L'Explication Prémisse
Cet article distingue deux situations quand quelqu'un a perçu des revenus ou a profité d'une chose qui revenait à autrui : si la personne a agi de mauvaise foi (elle savait qu'elle n'avait pas droit), elle doit restituer les intérêts, les fruits perçus ou la valeur de la jouissance dès le moment où elle a reçu ces sommes ou bénéfices ; si elle a agi de bonne foi (elle croyait légitimement avoir le droit), elle ne doit ces sommes qu'à partir du jour où le véritable titulaire a formellement demandé leur restitution (par exemple par une mise en demeure ou une action en justice). La qualification de bonne ou mauvaise foi est appréciée par le juge.
Marc a loué un appartement en croyant que le bailleur était le propriétaire. Il a perçu les loyers de sous-location et touché des paiements de la part d'un tiers. Si, après vérification, il s'avère que Marc savait que le bailleur n'était pas propriétaire (mauvaise foi), il devra restituer les loyers et la valeur de l'usage depuis la date où il a perçu ces loyers. Si au contraire Marc ignorait la fraude et croyait de bonne foi détenir un droit, il ne devra ces sommes qu'à partir du jour où le vrai propriétaire lui a adressé une demande formelle de restitution (par exemple le jour de la mise en demeure ou du dépôt de la plainte).
- Objet : porte sur les intérêts, les fruits (loyers, revenus) et la valeur de la jouissance d'une chose.
- Distinction essentielle : bonne foi vs mauvaise foi déterminent la date à partir de laquelle les sommes sont dues.

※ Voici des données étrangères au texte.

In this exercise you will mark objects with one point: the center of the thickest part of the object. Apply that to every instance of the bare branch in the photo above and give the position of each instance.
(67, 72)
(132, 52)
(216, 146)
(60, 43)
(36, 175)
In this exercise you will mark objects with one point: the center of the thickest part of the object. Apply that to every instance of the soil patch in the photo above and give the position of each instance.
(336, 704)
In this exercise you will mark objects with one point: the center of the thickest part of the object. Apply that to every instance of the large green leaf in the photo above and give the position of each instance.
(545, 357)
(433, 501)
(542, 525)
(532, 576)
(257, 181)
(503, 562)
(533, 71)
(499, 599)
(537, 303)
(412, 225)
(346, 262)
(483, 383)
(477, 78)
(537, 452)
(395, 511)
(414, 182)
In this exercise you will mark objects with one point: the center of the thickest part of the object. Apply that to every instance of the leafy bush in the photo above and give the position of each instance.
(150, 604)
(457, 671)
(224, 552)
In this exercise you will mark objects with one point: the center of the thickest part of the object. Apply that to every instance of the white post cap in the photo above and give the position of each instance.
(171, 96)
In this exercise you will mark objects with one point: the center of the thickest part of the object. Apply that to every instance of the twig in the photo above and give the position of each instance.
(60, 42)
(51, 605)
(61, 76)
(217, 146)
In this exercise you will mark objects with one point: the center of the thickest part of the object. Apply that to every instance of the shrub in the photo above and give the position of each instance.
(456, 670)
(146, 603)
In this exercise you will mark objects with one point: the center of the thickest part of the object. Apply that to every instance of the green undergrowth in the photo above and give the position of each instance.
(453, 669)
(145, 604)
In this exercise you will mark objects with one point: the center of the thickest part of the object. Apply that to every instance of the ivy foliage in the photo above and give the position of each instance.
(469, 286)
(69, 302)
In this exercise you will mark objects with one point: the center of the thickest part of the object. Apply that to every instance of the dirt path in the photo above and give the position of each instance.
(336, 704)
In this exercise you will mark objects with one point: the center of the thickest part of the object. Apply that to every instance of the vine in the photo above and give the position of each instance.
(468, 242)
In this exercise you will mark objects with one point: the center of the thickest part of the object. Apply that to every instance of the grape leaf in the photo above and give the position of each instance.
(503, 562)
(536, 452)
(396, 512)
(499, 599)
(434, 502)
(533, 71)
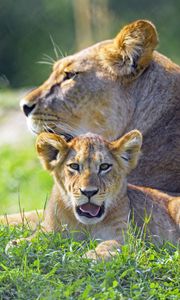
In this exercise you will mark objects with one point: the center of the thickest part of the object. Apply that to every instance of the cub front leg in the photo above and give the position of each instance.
(105, 250)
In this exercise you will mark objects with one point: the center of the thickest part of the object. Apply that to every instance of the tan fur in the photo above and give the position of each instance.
(156, 212)
(112, 88)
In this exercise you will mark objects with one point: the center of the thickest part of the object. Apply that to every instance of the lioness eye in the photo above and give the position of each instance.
(105, 167)
(70, 75)
(74, 166)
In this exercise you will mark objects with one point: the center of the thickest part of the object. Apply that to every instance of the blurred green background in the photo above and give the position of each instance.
(35, 33)
(26, 29)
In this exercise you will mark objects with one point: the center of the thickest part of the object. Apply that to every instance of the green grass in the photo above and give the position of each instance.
(52, 267)
(22, 179)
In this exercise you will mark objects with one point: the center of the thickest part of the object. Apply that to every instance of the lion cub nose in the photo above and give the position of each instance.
(89, 193)
(27, 108)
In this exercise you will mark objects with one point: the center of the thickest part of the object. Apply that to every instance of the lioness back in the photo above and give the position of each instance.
(113, 87)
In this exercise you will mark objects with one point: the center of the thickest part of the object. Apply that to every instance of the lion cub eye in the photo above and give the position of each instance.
(74, 166)
(105, 167)
(70, 75)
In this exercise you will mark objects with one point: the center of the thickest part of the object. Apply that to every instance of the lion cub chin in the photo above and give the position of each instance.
(89, 193)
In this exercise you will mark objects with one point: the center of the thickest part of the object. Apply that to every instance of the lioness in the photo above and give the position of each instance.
(113, 87)
(90, 191)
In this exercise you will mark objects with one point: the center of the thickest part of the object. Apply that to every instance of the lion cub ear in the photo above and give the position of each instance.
(132, 49)
(51, 149)
(127, 149)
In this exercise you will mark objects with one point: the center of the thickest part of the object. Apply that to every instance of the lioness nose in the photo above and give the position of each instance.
(27, 109)
(89, 194)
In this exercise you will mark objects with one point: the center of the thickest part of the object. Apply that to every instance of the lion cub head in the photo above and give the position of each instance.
(89, 171)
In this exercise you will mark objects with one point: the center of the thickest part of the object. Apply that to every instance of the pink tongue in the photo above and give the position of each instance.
(91, 209)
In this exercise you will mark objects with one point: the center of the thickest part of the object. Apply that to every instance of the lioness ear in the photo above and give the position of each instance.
(51, 148)
(132, 49)
(127, 149)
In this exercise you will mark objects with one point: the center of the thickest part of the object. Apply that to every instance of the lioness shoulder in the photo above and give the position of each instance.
(111, 88)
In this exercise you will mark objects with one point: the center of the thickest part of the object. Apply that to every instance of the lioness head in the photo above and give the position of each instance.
(89, 90)
(89, 171)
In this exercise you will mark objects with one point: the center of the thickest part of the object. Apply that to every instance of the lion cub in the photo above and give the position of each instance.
(89, 193)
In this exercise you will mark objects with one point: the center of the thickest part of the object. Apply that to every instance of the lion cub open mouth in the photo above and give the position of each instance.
(90, 210)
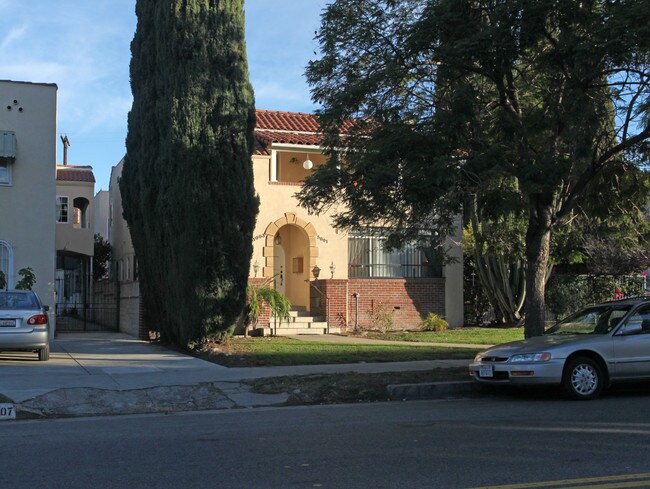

- Mauvaise foi = obligation de restituer à compter du paiement (dès réception des fruits/intérêts).
- Bonne foi = obligation de restituer uniquement à compter du jour de la demande du titulaire (mise en demeure ou action).
- La qualification de bonne ou mauvaise foi relève de l'appréciation du juge au vu des éléments de preuve.
- La « demande » peut être une mise en demeure ou l'introduction d'une instance en justice qui manifeste la volonté du titulaire de récupérer ses droits.
- Cet article règle le point de départ des sommes dues ; il ne préjuge pas des autres conséquences civiles (restauration du droit, indemnités complémentaires, sanctions pénales éventuelles).